- Artist: Justin Townes Earl
- Title: The Saint of Lost Causes
- Released: 2019
- Format: Digital Download
- Genre: Americana
- Beverage of Choice: Stone Buenaveza Salt & Lime Lager
I’ve always felt it must be really difficult for the sons of exceptionally talented (or simply very famous) Dads to carve out their own path in life in the same area for which the father is well known. There are some kids in the music arena though that make it look really easy; witness Chris Stills, Jakob Dylan, Jeff Buckley, Sean Lennon, Jason Bonham and this standout artist, Justin Townes Earl.
This album is the latest in Earle’s short but sweet catalog of hybrid folk, blues and country records that delivers a particularly bitter-sweet punch in this time in US history. His father, Steve Earle, is of course almost as famous for his left-leaning political views as his prodigious American songwriting skills and Justin does follow along in that path, albeit with his own style, tone and dynamic. The music is almost laconic in pace and ambiance, with some of the vocals sounding as if he’s singing to himself, musing/riffing on a theme and we are listening from outside, trying to keep up with where he’s going. At other times, the story is personal and intimate, up close and crystal clear in meaning and melody.
I’ve been spinning this one for a few months now, probably having listened to it on aggregate about a dozen times and I find myself coming back to it again with a sense of discovery and delight, seeking to decipher the layers of dense storytelling and musicianship and claim them as part of my library; connecting the dots to society, musical heritage and other artists/songs that I know and love. The album doesn’t disappoint in any respect and I feel it’s going to become a favorite over time; I’ve already ordered the double album vinyl version and can’t wait to experience the music in the best format of all!

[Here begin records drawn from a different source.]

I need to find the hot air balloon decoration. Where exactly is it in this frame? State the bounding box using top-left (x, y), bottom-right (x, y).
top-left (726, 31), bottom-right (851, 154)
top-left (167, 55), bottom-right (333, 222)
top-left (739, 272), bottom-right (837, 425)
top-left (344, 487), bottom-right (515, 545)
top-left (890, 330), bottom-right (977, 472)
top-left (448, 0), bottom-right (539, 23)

I know this may be heretical for many of you born and raised in the digital age, but analog rules.
I leave it up to you to listen through the tracks and extract what you can, my advice is to make sure you carve out the time to listen to the album as a whole, focus on the dynamic between lyric and instrument, listen for delightful elements of piano, harmonica, pedal steel, acoustic guitar and Earle’s tenor vocals well-suited to the range and tone of his carefully-crafted stories. This is truly American music at it’s best; timeless yet timely, cross-cultural especially in his dissection of family relationships, work and dreams for the future. A sense of place and belonging is what we’re all looking for and The Saint of Lost Causes takes us there on the back of it’s shuffle, blues, country and folk-rock pickup truck headed West.